Good design principles can be reversed, says Jared Spool. So when the Pacielo Group published its Inclusive Design Principles I flipped them around to see what would happen. They did not look uncommon. At first they looked like something the design team that created the unusable Oasen website would have used. A focus on originality, on branding, and on a single, happy user, while ignoring conventions. When used in this way these exclusive design principles don’t look too useful.
But what if we use these exclusive principles to design the interfaces that people with disabilities need? They might provide the right focus when we use them for so called stress cases. And I’m not sure if this is true, but maybe the designers who crave for novelty may be attracted somehow to coming up with reliable, usable, and even pleasurable interfaces for people with disabilities.
Let’s add some personality
In his book Design Meets Disability Graham Pullin writes about the experiments he did with (fashion) designers and product designers with a clear signature. His aim is to lift accessible design over the lowest, purely functional layer of Walter’s pyramid. This way he came up with new ways to look at things like wheelchairs. In other chapters of his book he talks about the personality of the person who uses the wheelchair. And he asks the question what would happen if their personality is added to the design as well. I think the web could use these kinds of experiments as well. What happens if we add the personality of the user, and the signature of the designer on top of a tailor made interface.

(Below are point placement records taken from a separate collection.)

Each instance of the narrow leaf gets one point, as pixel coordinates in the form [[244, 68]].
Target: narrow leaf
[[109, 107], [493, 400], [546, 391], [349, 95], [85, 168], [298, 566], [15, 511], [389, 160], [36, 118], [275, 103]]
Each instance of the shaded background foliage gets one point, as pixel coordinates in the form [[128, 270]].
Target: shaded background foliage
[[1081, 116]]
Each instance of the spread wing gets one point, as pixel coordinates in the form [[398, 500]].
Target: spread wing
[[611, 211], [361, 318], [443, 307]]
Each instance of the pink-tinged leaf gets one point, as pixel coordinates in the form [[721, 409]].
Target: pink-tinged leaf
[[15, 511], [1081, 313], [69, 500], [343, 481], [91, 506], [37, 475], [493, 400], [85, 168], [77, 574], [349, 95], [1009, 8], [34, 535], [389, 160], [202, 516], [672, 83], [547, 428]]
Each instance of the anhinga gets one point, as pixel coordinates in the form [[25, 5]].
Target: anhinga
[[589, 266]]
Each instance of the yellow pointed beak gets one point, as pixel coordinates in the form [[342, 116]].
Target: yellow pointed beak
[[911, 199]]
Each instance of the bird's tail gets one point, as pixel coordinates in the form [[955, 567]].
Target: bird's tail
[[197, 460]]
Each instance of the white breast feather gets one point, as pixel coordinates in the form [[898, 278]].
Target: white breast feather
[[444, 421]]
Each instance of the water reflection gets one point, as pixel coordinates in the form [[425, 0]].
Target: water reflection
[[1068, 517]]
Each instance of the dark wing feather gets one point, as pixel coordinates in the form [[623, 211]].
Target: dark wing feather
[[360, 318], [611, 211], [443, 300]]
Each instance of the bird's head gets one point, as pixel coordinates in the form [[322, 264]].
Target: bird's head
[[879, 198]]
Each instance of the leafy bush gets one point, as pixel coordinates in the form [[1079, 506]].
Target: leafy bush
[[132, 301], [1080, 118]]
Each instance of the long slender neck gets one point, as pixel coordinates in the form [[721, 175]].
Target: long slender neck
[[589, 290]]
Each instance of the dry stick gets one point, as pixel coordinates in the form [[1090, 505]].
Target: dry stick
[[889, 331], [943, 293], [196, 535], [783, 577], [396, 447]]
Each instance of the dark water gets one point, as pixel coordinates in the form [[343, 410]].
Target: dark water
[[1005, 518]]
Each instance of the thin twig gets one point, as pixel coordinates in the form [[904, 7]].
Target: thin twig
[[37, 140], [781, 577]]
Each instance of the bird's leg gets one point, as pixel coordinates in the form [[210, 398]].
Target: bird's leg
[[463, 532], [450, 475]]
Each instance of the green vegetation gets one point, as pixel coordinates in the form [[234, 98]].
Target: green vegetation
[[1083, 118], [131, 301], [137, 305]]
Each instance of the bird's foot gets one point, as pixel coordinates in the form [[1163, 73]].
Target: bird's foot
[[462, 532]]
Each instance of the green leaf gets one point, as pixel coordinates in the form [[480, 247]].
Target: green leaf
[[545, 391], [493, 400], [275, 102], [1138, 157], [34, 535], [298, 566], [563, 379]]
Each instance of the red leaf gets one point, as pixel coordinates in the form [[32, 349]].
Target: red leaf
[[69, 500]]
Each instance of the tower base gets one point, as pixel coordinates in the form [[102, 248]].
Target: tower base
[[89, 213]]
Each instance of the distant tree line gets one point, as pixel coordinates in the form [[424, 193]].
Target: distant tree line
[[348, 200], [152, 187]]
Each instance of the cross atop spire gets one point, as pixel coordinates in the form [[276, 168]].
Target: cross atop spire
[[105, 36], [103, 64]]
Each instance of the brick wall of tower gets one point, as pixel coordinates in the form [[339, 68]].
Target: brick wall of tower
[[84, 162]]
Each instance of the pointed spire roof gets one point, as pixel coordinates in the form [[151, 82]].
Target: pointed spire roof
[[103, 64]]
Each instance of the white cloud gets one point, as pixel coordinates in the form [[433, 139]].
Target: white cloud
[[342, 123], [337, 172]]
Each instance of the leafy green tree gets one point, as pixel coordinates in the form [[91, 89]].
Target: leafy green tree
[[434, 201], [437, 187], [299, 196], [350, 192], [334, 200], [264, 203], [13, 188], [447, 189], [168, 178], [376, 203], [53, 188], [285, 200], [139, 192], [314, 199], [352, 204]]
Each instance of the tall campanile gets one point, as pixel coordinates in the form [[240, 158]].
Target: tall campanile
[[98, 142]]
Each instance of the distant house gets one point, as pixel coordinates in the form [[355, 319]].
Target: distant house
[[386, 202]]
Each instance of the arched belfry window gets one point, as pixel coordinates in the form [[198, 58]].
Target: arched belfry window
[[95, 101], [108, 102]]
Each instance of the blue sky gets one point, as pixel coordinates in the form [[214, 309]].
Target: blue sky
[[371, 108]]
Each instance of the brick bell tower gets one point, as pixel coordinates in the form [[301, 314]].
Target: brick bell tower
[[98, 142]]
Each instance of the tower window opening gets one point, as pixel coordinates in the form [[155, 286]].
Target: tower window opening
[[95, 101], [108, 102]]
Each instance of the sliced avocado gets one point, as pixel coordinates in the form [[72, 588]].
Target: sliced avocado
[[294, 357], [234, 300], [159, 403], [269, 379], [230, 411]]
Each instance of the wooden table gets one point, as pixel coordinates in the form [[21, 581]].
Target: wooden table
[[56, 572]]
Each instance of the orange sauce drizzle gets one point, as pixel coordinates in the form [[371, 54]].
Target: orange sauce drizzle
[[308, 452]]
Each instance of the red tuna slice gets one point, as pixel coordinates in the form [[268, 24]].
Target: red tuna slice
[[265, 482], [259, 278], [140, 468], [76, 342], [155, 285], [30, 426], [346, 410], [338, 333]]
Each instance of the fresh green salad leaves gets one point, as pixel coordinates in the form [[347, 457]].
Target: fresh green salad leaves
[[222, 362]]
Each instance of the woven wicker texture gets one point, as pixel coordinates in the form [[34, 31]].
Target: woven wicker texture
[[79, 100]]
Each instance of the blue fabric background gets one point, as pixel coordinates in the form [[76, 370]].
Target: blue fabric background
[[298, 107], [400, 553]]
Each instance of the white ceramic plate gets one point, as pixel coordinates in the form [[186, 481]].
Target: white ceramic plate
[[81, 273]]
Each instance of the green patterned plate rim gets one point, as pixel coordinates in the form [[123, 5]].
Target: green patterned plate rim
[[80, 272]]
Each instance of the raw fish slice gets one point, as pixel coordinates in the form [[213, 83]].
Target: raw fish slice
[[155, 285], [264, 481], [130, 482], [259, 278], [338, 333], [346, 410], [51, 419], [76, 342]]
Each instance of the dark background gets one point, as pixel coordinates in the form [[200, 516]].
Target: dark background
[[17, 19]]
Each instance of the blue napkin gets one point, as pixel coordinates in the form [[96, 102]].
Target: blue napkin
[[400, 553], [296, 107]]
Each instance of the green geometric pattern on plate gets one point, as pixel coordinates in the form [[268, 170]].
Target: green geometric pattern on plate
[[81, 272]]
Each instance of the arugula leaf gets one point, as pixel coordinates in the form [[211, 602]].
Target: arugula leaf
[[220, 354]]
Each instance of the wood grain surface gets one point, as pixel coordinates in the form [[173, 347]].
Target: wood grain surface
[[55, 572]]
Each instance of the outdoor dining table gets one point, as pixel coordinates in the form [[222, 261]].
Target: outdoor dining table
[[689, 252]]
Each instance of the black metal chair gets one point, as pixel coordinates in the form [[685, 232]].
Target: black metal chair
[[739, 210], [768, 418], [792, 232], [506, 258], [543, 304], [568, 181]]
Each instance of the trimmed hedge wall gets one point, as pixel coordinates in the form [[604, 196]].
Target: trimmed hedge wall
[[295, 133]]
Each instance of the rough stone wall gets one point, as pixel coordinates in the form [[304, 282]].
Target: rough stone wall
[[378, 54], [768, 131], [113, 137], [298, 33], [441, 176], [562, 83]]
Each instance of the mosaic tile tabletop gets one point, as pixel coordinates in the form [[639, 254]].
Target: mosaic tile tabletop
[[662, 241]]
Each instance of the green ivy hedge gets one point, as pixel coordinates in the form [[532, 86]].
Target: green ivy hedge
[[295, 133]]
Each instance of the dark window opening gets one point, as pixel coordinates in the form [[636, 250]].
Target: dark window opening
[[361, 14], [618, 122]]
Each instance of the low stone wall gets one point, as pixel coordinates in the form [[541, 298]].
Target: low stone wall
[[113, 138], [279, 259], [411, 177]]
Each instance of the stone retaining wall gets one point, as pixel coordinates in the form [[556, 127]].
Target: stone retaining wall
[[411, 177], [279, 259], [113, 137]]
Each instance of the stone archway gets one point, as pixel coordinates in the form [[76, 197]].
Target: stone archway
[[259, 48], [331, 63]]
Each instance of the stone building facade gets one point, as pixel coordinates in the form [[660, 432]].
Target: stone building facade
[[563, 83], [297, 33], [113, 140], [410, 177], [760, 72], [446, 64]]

Exclusive design against disability
The conclusion I’ve drawn so far from the little research I’ve done is that not much innovation is needed in graphical user interface design. Yet at the same time there’s a lot of innovation needed when it comes to accessible interfaces, where we’re still in the basic phases of the user’s needs.
Inclusive design is a friendly idea, yet I’m not sure the playing field is level enough to create truly equal experiences for everybody. We need more focused designs for very specific cases, for very specific people, with their very specific personalities, and with very specific disabilities. Designing with such a focus in a more exclusive way might help.
And then, once we’re able to design delightful experiences for people with disabilities we can say that indeed, the web is for everybody, and that we’re able to create equal experiences for everyone.